Pria yang meniti karir di bidang ukir peluru sejak 1976 itu menambahkan, jika tidak semua ukuran longsongan peluru bisa diukir. Ukuran standar untuk bahan baku dari yang terkecil yakni, 57 mm, 76 mm, 105 mm, dan paling besar 120 mm.
“Sedangkan, di ukuran 57 mm tidak bisa diukir karena terlalu kecil,” jelasnya.
Desa Kamasan sejak dulu menjadi pusat kerajinan logam. Kamasan sendiri merupakan kependekan dari Keemasan. Karena hampir setiap warga di desa itu adalah pengrajin logam.

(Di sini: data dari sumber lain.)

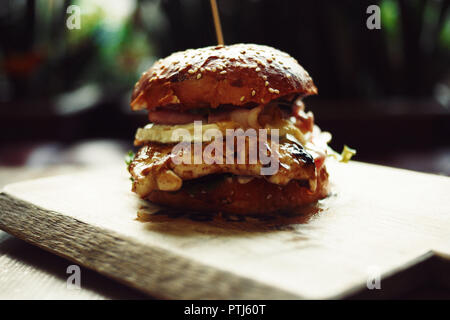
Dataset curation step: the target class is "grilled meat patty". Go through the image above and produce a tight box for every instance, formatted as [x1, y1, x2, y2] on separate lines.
[129, 139, 316, 198]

Menurut Sumerta, awalnya ia tidak pernah berpikir akan mengembangkan ketrampilannya menjadi pengukir peluru bekas.
“Awalnya cuma saya sendiri yang mengembangkan teknik ini dan akhirnya berkembang seperti sekarang,” jelasnya.
Teknik yang digunakan I Made Sumerta sebelum mengukir adalah, membakar selongsong peluru diatas tungku hingga membara. Tujuannya agar logam kuningan menjadi lebih lunak dan mudah untuk diukir.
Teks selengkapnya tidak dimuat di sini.